Médicaments utilisés dans les formes très actives de sclérose en plaques récurrente

Évaluation des médicaments - Posted on Oct 08 2019

L'essentiel

  • Quatre immunosuppresseurs peuvent être utilisés en France dans la sclérose en plaques récurrente (SEP-R) très active associée ou non à une progression du handicap : le natalizumab (TYSABRI), le fingolimod (GILENYA), l’ocrelizumab (OCREVUS) et la mitoxantrone (ELSEP – NOVANTRONE et génériques). Ces spécialités font toutes l’objet d’un plan de gestion des risques.

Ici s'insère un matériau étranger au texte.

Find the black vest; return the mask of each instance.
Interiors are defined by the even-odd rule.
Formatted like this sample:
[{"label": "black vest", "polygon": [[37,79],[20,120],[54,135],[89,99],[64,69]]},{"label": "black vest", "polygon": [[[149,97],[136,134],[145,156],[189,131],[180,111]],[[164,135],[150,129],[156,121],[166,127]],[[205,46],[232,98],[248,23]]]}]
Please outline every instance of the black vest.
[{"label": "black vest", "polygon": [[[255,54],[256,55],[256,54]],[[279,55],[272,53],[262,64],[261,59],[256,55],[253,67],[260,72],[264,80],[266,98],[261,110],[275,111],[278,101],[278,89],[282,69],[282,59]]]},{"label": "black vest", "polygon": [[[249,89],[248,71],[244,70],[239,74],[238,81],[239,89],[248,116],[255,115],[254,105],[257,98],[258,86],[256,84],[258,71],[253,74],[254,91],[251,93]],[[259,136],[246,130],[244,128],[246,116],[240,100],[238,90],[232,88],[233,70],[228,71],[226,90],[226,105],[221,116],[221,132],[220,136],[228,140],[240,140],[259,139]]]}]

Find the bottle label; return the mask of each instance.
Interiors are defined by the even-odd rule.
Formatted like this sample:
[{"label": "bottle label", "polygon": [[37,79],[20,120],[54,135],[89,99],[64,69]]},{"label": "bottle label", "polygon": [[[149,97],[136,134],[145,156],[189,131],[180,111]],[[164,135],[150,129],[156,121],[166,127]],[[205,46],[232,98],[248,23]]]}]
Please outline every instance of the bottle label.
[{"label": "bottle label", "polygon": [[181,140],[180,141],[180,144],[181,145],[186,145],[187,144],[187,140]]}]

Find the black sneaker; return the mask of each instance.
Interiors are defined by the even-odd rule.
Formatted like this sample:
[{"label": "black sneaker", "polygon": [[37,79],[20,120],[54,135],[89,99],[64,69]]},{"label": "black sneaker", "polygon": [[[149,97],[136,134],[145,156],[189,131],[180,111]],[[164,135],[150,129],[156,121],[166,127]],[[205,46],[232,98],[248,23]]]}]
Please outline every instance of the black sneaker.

  • Le choix entre ces 4 médicaments s’effectue en concertation avec un centre de ressources et de compétences en tenant compte des données cliniques et d’imagerie, du profil de tolérance des médicaments et des préférences du patient.

  • Les données d’efficacité et de tolérance à long terme de ces médicaments sont encore limitées. La pertinence de la poursuite d’un traitement par ces immunosuppresseurs chez les patients stabilisés, leur tolérance à long terme, l’amplitude de leur efficacité sur la prévention du handicap, restent notamment à établir.

 

 Quels sont les différents aspects de la maladie ?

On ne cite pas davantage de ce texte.